Most depressed: Medical students, 21 percent of whom suffer depression, compared to eight to 15 percent of the general young adult population, according to Journal of the Association of American Medical Colleges. Long hours and lack of experience with being ranked below average could be contributing factors, the CD reports.  

First dean: Harry Harding is named founding dean of the Frank Batten Sr. School of Leadership and Public Policy, UVA's newest school, thanks to a $100 million gift from Batten. Harding comes from George Washington University and is a preeminent China scholar, according to a release. 

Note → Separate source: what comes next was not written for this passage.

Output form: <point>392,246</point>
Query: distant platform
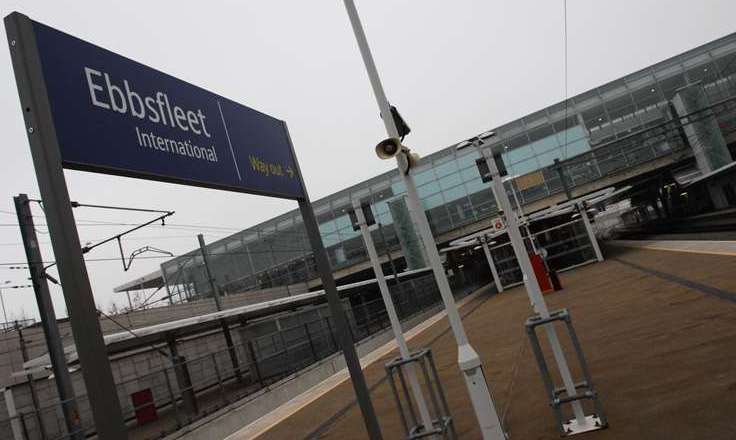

Second-highest ranking Homeland Security lawyer: UVA law prof David Martin is named principal deputy general counsel January 29. His boss, Secretary of Homeland Security Janet Napolitano, is a former student and 1983 UVA law grad.

Biggest loss: Media General, parent company of the Daily Progress, loses $85.5 million in the fourth quarter and $631.9 million for the year.

Smallest loss: UVA's endowment decreases a more modest $30.5 million in December, compared to the $1.3 billion it lost between July and November, bringing the pot down from $5.1 billion June 30 to $3.88 billion at the end of 2008.

Biggest piece of the bailout pie: Charlottesville-based StellarOne (a 63-branch bank HQ'd at Peter Jefferson Place) gets $30 million from the U.S. Treasury despite being considered financially healthy, Neil H. Simon reports for Media General.

Best Charlottesville Super Bowl connection: UVA alums Heath Miller and James Farrior each win their second Super Bowl rings as part of the Pittsburgh Steelers team that beat the Arizona Cardinals in Super Bowl XLIII on February 1.